Outgoing Israeli Premier Ehud Olmert on Monday, February 23, relieved his pointman on Egyptian-brokered truce talks with Hamas after he publically criticized the embattled premier for changing the conditions for a long-time ceasefire.
"The prime minister decided to suspend Amos Gilad from his functions as negotiator with Egypt as he no longer enjoys his confidence," a senior government official told Agence France Presse (AFP), requesting anonymity.
"Gilad had a sensitive role as he carried negotiations with Egypt on a truce and the liberation of Gilad Shalit, but unfortunately his behavior, in particular an interview given last week to the daily Maariv, lost him the confidence of his superiors."
Gilad had criticized Olmert and the security government for changing the rules of the negotiations by linking a truce deal to the release of the Israeli soldier captured by Palestinian groups in 2006.
He warned that the new position was "insulting" to the Egyptians who had been working hard to bridge gaps between Israel and Hamas for a 18-month truce.
The dismissal decision was followed by an official complaint filed by Olmert against Gilad with Civil Service Commissioner Shmuel Hollander.

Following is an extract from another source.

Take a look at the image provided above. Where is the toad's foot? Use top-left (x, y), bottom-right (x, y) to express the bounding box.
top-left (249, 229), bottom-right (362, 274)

"Gilad’s statements as expressed in the letter are particularly serious, and seem to harm Israel’s foreign relations and the prime minister’s status," read the complaint, a copy of which was forwarded to Defense Minister Ehud Barak.
"In light of this, I ask you to immediately order a disciplinary investigation against Amos Gilad, and, inasmuch as disciplinary infractions are found, to take binding measures."
Gilad’s dismissal decision drew immediate rebuke from defense ministry officials as harmful.
"It is the prime minister’s right not to rely on the ability and expertise of Amos Gilad, but it is Israel who suffers the consequences," defense officials told Haaretz.
Gilad, an aide to Defense Minister Ehud Barak, has been shuttling between Cairo and Tel Aviv to turn two unilateral ceasefires declared by Israel and Hamas after the three-week Israeli Gaza onslaught into a long-term truce.
"It is a shame that all this background noise is drowning out the negotiations on the really important issues," the officials said.
Barak weighed in, issuing a statement of support for Gilad.
"The defense establishment believes we should focus on advancing Gilad Shalit’s release and utilizing the achievements of Operation Cast Lead instead of intra-governmental disputes."
He said Gilad contributed to preserving relations with Egypt after Israel launched the Gaza war which killed nearly 1400 Palestinians and wrecked havoc on its infrastructure.
"It’s a shame that in the last days of his government, the prime minister chose an extreme way of attacking and attempting to exercise the full rigor of the law with a dedicated and excellent civil servant."